Defining your ICP is key to strategic targeting. Without an agreed upon ICP, sales and marketing will take an ad hoc approach to customer targeting and prioritization. At best, the lack of an ICP is sub-optimal. At worst, it results in sales ignoring marketing leads and taking a “we’ll do it ourselves” approach.
The Total Addressable Market (TAM) is the full set of customers, prospects, and net-new accounts that match your ICP. Of course, some of your customers and prospects will fall outside of your ICP, but it is the net-new accounts that are the most interesting. Some call these the white-space accounts, but they are basically the companies you should begin nurturing as they represent your best hope of growing revenue. Likewise, prospects within your TAM should be a high priority while those outside should be triaged. Finally, the accounts that fall within your TAM should have high retention rates. They also represent an easy path for cross-selling, upselling, and expanding to other departments, functions, and locations. You want to go from beachheads (land and expand) to strategic partnerships with these firms so deep company intelligence is required (family trees, org charts, additional contacts, sales triggers, SWOTs, industry research, etc.)
InsideView just announced the launch of their Expert Services group and its TAM service. I’ll be covering the announcement in a future blog.
Of course, Account Based Marketing (ABM) is the broader strategy that is supported by a focus on your TAM and ICP. ABM is the set of programs, campaigns, and activities by which B2B companies target their best prospects. ABM encompasses sales, marketing, customer support, operations, etc. Once the firm agrees on which accounts are strategic, it can direct its energy towards landing these accounts and ensuring they receive the white glove treatment. While traditional demand generation and content marketing have focused on lead volume, ABM directs sales and marketing resources towards targeting and expanding business within your TAM.

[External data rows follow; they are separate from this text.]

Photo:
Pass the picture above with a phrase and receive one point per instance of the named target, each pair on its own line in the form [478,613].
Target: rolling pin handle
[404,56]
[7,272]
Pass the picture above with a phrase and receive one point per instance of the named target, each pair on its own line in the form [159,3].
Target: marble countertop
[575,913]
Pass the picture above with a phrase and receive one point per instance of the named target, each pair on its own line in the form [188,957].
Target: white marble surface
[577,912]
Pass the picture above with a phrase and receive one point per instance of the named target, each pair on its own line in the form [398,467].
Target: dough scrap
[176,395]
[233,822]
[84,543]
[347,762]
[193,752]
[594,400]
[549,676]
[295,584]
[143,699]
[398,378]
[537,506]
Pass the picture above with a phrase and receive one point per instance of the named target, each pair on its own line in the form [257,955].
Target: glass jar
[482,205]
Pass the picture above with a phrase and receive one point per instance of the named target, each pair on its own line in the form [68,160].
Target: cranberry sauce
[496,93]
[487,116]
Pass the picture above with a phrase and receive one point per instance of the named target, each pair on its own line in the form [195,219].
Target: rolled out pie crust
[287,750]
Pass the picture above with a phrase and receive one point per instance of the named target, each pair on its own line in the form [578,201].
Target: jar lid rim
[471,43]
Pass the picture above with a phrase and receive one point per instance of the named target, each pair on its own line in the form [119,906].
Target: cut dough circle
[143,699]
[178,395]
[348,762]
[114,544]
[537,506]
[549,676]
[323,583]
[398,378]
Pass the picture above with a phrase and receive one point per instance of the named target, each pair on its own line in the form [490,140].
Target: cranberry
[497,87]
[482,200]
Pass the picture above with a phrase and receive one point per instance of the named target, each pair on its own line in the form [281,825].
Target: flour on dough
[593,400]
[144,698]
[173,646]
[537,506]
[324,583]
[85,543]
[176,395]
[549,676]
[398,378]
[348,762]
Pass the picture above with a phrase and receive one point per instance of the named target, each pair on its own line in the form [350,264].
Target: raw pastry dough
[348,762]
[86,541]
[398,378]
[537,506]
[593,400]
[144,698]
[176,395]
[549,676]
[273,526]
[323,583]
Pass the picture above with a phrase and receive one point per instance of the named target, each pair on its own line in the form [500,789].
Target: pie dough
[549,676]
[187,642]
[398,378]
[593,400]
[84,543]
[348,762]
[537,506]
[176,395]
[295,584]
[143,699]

Implementing ABM encompasses a set of tools and services for identifying the ideal customer profile, sizing the total addressable market, identifying white space target accounts and contacts (i.e. net-new leads), supporting web forms, automating batch and ongoing enrichment of MAPs and CRMs, prioritizing leads, embedding sales intelligence within workflows, event alerting, prioritizing leads, and assisting with lead-to-account mapping, segmentation analysis, and campaign targeting. Other ABM technologies include programmatic marketing, dynamic website display based upon real-time firmographics (visitor id), predictive analytics, and proactive sales recommendations. No vendor provides all of these tools today, much less has them integrated into an ABM suite.